Antichrist 1/4
IFC Films, Unrated
Buzz in advance about a movie may not necessarily be a good thing. While positive word of mouth can end by disappointing audience expectations, bad boy Lars von Trier’s self-flagellating Antichrist evokes quite a different expectation: The film must dispel any preconceived notions—brought on by nearly universal critic scorn—that the filmmaker himself could be the antichrist.
Von Trier, the Danish advocate of the Dogme 95 modern minimalist school of moviemaking, goes to nearly opposite extremes with Antichrist, a flamboyant excursion through graphic sexual sadism, mutilation and explicit artsy horror.
The director has offered a disclaimer of sorts regarding Antichrist: that he conceived of the film as a very personal form of therapy “without much enthusiasm” and comprising “scenes added for no reason, and images composed free of logic or dramatic thinking.” This, while von Trier was in the throes of a deep depression.

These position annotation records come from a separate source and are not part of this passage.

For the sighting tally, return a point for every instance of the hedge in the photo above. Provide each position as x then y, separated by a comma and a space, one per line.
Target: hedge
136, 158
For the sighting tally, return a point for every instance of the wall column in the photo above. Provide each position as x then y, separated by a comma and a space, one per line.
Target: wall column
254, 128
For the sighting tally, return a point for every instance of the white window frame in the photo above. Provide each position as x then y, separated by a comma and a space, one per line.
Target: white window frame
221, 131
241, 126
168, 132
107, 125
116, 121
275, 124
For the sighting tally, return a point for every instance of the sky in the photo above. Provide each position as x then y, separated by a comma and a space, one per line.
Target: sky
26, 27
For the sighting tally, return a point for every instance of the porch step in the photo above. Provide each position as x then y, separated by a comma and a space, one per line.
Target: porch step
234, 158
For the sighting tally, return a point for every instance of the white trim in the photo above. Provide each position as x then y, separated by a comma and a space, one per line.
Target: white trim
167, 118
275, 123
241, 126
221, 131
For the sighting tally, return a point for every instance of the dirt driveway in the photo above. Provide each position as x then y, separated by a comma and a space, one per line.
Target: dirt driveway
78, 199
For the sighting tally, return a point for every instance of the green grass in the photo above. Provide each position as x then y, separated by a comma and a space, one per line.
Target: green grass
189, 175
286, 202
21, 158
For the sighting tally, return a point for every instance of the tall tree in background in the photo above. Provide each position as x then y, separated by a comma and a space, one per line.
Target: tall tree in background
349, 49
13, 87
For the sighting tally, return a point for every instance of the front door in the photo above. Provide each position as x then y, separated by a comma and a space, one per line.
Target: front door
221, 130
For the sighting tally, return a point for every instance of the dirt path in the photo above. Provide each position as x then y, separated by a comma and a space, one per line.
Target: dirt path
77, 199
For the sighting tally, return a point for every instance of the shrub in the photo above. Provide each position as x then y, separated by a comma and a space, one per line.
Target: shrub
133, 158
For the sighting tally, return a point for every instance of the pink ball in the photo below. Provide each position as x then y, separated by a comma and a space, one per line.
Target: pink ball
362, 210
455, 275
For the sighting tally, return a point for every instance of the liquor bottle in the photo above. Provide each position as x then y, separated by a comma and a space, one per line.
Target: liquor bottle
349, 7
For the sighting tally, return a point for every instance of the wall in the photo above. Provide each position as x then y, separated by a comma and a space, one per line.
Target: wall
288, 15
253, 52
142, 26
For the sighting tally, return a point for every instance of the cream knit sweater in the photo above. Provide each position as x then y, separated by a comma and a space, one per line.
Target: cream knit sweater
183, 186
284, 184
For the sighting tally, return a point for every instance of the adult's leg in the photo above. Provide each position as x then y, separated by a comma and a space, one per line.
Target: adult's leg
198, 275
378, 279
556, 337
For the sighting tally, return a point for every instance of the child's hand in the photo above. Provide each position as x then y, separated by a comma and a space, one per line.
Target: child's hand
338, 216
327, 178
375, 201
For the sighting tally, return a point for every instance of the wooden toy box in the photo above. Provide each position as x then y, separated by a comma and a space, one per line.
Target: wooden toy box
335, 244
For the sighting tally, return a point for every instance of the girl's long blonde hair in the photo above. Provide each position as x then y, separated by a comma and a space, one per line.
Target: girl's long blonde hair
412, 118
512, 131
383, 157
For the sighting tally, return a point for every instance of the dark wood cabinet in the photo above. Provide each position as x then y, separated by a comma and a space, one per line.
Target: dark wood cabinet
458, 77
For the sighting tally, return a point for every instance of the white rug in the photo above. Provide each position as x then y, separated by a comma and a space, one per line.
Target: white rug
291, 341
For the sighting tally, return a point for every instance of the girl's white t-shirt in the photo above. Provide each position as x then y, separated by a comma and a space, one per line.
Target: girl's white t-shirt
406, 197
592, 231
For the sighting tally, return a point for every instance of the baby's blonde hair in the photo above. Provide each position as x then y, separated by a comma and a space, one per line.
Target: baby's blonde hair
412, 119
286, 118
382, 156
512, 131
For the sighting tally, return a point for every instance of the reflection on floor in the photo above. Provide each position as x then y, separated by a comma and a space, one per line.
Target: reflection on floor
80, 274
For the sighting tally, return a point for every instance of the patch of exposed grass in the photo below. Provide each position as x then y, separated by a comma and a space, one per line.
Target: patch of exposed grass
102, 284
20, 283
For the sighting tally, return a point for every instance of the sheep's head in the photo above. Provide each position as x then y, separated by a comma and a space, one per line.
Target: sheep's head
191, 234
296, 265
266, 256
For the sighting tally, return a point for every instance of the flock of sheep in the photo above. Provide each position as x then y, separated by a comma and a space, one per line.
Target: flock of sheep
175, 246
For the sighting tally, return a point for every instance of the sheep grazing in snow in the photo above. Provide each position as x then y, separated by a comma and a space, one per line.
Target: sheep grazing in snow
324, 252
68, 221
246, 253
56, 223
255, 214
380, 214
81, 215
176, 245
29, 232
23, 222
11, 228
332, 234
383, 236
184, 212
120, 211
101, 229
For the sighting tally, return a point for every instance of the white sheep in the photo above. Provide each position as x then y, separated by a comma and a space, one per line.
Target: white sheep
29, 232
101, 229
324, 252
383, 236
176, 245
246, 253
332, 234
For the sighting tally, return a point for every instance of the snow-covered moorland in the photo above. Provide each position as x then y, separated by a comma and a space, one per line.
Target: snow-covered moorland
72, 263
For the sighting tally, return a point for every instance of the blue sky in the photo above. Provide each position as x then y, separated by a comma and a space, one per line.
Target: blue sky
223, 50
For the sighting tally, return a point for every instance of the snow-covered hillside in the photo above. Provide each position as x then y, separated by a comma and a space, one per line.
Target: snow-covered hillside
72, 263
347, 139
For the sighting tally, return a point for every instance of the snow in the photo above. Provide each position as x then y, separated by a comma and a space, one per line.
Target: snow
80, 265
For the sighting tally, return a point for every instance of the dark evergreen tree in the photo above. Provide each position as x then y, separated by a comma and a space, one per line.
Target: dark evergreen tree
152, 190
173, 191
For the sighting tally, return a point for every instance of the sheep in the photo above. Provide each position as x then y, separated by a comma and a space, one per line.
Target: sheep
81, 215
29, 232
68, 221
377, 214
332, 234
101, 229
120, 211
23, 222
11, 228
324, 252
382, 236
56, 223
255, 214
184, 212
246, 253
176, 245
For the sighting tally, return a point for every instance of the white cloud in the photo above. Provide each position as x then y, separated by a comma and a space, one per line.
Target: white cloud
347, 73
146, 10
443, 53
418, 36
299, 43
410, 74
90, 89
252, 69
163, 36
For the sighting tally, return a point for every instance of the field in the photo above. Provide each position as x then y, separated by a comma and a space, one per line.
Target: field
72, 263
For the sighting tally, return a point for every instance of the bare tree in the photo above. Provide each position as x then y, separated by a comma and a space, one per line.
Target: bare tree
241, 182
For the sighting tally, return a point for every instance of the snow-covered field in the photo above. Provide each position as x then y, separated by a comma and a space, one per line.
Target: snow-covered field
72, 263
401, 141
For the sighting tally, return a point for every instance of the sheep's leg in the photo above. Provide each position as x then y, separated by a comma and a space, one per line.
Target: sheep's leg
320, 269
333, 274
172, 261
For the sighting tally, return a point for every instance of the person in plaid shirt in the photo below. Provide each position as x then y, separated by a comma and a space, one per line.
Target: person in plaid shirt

The story unfolds in the Pacific Northwest, where matrimonial sex junkies designated as He (Willem Dafoe) and She (Charlotte Gainsbourg) make mad love all around the house and up against various appliances. Meanwhile, their unattended toddler somehow escapes from his crib by opening a latch, and after a brief glimpse of parental sex through an open bedroom door, jumps to his death from a window.
The action, mostly of the pretentious pornographic variety, then moves to a more primitive setting, where the grieving couple retreats to their vacation cabin in the woods that they term Eden, to confront their broken lives. Now, He just happens to be a psychotherapist, and various kinky when not satanic sex remedies are prescribed for his inconsolable wife, who complains that He never paid much attention to her previously.
In the course of this perverse psychodrama, genitalia are trimmed off with large scissors, a sex organ ejaculates blood, She expresses her demonic separation-anxiety issues by driving an iron rod through her spouse’s leg and then attempts to bury him in a tree trunk, and von Trier seems to be amusing himself on the sidelines by torturing wildlife creatures, when not the actors and audience, including feeding a bug-infested baby bird to a vulture.
Dafoe, in the course of the narrative, transforms from New Age sexorcist into a deranged spouse with homicidal tendencies, as rambling, pointless small talk aims for mystically trendy. One hopes Antichrist was at least just the cure for whatever ailed the director.